Yes, I think – Hey, Todd. You’re right in the trajectory that you should assume that it begins to accelerate towards the end of year, but that obviously has a lot of assumptions built into it early in the year and I think as one of the things that we do is we build in a fairly significant bad debt reserve, so that’s a factor in that, but as it relates to the longer-term trajectory, as these boxes begin to take hold, that was kind of my point on the last question is that a lot of this capital and a lot of what we’re doing right now, we’re are going to see the benefit of that really in 2020. So Heath you want to add to that?
Todd, based on the trajectory, just think about the comps. We’ve had Toys income in the beginning of last year that fell off. So basically our trajectory sort of is going to mirror what happened to us in 2018.
Okay. And then the comments on the reserve, so that’s helpful, so Pay Less, Mattress Firm, they are all outside of that reserve, that’s already accounted for in other same store assumptions, the reserves on top of that, and I may have missed it, but how much are you reserving in guidance and how does that compare to what you’ve reserved historically, just given that some of the other activities already outside of that.
Right, its 80 basis points of same-store revenues, which translates into a 110 basis points of same-store NOI. So then that reserve is consistent historically. And to your point, yes, that is in addition to taking into account all the disruption that’s happened today.

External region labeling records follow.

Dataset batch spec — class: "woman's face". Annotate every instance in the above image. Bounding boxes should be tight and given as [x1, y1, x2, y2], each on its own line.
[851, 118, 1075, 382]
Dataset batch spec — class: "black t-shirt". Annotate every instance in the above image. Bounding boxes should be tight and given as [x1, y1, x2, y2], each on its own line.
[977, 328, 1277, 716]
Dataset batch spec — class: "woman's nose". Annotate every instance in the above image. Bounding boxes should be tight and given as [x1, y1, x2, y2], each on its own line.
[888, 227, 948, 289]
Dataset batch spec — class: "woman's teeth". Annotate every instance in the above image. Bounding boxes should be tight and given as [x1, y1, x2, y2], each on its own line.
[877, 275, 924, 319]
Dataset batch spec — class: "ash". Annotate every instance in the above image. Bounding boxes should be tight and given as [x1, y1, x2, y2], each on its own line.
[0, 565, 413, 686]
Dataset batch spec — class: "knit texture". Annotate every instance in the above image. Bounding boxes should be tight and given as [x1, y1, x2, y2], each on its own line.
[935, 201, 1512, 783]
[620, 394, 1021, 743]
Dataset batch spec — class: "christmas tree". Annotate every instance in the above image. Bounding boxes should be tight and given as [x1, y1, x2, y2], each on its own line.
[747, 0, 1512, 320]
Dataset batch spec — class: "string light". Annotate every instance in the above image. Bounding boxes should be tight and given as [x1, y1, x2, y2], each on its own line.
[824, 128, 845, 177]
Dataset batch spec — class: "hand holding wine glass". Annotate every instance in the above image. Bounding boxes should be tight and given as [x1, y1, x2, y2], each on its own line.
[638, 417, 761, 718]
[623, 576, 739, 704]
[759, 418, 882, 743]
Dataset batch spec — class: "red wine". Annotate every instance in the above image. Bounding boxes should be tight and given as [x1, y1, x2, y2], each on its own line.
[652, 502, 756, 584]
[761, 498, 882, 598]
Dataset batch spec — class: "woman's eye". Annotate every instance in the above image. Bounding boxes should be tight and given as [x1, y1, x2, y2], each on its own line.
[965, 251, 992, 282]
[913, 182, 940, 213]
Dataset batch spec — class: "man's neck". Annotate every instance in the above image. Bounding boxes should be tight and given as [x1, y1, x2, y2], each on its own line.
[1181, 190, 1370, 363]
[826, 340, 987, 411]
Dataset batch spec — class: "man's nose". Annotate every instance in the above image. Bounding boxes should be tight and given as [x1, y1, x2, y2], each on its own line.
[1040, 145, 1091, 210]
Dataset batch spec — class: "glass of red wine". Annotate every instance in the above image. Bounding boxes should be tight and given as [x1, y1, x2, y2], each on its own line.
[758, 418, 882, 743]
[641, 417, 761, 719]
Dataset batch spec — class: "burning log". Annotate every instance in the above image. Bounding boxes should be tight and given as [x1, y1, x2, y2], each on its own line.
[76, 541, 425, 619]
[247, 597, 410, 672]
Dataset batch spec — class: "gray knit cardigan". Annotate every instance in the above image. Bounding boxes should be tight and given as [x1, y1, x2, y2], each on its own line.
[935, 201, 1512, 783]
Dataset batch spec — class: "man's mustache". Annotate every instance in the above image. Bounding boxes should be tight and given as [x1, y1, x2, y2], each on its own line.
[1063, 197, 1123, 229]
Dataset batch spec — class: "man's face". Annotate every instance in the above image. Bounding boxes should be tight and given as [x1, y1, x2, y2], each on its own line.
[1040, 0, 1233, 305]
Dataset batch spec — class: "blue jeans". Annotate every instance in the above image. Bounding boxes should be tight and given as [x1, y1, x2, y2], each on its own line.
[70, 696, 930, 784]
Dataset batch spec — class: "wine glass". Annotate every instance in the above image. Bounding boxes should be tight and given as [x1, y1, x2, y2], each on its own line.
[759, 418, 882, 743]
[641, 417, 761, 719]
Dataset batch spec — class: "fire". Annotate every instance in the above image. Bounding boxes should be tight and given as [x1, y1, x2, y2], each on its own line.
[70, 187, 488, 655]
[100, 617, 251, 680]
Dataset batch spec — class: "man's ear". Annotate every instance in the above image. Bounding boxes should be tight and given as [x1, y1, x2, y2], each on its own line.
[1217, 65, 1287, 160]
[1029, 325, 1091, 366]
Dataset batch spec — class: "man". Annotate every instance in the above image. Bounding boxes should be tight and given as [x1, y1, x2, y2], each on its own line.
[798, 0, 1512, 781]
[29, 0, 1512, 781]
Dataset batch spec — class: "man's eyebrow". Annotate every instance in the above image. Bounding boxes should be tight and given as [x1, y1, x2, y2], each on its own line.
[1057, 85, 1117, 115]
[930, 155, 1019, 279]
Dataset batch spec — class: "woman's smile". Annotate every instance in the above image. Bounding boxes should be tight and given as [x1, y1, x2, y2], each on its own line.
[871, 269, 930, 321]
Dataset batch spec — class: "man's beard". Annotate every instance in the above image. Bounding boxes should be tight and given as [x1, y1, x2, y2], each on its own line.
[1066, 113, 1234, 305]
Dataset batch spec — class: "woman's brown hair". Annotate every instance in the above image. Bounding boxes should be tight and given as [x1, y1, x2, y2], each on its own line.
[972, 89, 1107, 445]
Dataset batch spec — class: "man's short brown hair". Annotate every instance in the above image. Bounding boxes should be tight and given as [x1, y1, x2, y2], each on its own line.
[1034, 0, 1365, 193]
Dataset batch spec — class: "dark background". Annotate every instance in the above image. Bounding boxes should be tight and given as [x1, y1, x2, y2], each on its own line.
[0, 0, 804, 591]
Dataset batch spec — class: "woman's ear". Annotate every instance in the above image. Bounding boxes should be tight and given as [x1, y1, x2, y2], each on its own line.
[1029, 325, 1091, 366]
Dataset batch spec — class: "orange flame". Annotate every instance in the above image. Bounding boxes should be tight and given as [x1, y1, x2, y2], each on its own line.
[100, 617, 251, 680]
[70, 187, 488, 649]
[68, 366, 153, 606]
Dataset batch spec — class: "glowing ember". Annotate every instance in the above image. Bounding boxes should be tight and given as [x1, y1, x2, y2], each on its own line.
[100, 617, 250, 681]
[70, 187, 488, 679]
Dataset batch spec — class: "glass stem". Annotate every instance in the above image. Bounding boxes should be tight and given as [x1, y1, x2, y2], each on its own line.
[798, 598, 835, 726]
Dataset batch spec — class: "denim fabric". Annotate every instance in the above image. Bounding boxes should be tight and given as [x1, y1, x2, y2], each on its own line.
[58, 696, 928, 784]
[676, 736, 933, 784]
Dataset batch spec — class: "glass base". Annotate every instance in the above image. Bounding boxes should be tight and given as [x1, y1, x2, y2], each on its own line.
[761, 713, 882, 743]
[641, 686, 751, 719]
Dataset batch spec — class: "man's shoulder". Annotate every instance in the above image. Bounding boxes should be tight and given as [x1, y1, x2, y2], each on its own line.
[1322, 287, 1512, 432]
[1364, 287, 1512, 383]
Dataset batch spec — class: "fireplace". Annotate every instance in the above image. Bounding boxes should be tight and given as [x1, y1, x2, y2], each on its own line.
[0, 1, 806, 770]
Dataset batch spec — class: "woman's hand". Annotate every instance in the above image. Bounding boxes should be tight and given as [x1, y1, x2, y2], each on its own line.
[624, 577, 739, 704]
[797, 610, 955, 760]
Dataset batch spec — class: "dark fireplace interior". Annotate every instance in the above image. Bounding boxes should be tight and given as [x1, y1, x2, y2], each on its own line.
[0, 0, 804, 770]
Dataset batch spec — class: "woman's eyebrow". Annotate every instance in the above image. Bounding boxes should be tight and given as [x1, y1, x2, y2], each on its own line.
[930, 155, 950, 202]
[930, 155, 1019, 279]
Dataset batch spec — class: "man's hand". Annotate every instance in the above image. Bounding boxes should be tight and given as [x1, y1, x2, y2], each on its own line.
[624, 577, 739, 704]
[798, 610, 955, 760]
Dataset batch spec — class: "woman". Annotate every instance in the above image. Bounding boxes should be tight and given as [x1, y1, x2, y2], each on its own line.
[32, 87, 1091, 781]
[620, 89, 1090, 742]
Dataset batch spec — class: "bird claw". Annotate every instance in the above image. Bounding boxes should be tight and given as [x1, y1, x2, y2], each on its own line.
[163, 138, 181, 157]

Got it. And then just with regard to the process that you went through, taking a look at the portfolio in a little bit more detail here. Can you just talk a little bit more about some of the key metrics or variables that you were looking at in that market exercise, and then you mentioned you have $250 million of assets on the market 11 assets, when did marketing begin and are these being marketed primarily on a one-off basis? Are you entertaining any larger portfolio sales or anything like that within this sort of subset?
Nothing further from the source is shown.